Some supermarkets began to limit purchases of items in high demand as seen from this rationing notice in a Sainsbury's store in north London

COVID19: UK’s economic response to virus might need a ‘rethink’

1 min read

The UK government’s economic strategy to combat the impact of Covid-19 might need a rethink, the CEO of one of the world’s largest independent financial advisory organisations has warned.

The warning came as government bonds appear in crisis mode and as the British pound dropped below $1.20 to hit multi-decade lows in a rush into cash.

“The UK government’s response of a £330 bln ‘war chest’ package sounds impressive and has generated positive headlines,” said Nigel Green, the chief executive and founder of deVere Group.

“However, the economic strategy to combat the impact of Covid-19 might need a rethink for two main reasons.

“First, there are concerns that the fiscal stimulus they have offered might not be enough.  This is evidenced by spooked stock markets sinking as investors fear the measures are not adequate.

“There are serious questions. Can they get it into the hands of individuals and companies quick enough? Is the system too political to get these measures to the people that matter most and fast enough?

“Second, the government is raising this enormous headline-hitting injection through issuing bonds.  But the bond market has responded with fear: the 10-year gilt yield is up from 0.5% on Tuesday morning to 0.75%.

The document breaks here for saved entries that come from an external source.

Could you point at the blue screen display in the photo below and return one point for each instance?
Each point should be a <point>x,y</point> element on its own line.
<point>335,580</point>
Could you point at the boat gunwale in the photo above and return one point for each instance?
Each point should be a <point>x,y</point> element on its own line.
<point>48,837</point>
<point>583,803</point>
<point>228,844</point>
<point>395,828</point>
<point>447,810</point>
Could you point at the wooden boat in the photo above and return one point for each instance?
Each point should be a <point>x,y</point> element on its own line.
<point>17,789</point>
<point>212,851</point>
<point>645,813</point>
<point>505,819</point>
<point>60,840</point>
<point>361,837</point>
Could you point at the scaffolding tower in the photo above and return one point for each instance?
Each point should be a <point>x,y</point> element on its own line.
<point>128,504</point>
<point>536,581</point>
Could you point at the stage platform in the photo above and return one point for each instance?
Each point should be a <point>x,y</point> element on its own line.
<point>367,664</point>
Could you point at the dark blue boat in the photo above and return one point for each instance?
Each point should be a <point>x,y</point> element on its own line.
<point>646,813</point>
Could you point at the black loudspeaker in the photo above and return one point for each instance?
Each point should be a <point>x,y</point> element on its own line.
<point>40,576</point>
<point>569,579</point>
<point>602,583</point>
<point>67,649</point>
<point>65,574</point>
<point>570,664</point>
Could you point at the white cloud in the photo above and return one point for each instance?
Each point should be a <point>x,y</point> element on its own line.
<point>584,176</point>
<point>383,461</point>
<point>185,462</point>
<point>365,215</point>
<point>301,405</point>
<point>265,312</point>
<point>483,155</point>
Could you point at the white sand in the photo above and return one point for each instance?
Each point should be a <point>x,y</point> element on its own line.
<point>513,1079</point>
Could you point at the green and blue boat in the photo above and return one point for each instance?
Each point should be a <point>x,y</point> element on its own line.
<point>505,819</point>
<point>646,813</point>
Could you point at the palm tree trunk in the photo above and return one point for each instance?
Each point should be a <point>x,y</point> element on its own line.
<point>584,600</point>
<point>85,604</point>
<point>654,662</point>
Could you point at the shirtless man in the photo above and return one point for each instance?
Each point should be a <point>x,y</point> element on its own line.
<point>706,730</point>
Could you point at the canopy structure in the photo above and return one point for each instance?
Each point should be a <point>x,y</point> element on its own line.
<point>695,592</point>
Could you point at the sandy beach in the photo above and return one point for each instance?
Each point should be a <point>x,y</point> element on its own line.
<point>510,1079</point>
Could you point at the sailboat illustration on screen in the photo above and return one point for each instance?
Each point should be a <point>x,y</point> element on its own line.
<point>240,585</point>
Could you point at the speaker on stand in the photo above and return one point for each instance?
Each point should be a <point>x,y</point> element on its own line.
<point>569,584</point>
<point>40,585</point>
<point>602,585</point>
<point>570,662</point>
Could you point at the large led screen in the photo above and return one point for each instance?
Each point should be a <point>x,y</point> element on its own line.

An oversupply risk is also exacerbating a wider and deeper lack of confidence, as seen on stock markets. The UK’s leading stock index, the FTSE100, was down 4.8% on Wednesday and a further 4.05% on Thursday, for a year-to-date loss of 32.6%

Green continued that there are some concerns about the mechanics of markets.

“The Volcker Rule post-2008 prevents banks warehousing risk, so if everyone sells and there is no-one to buy, then what happens? Previously, banks’ proprietary trading desks would take risks, but they are not allowed to now, meaning central banks will have to step in.

“If the markets don’t function as they should, this could hit the credit markets – a major issue as corporate America has borrowed more than ever before,” the deVere CEO said, adding, “I’m confident that ultimately the current volatility will highlight that we live in a time of great capabilities, opportunities and great promise.”

Green concluded that “with this volatility, people should revise and perhaps rebalance their financial strategies and portfolios to create, build and protect their wealth as the economic landscape evolves.”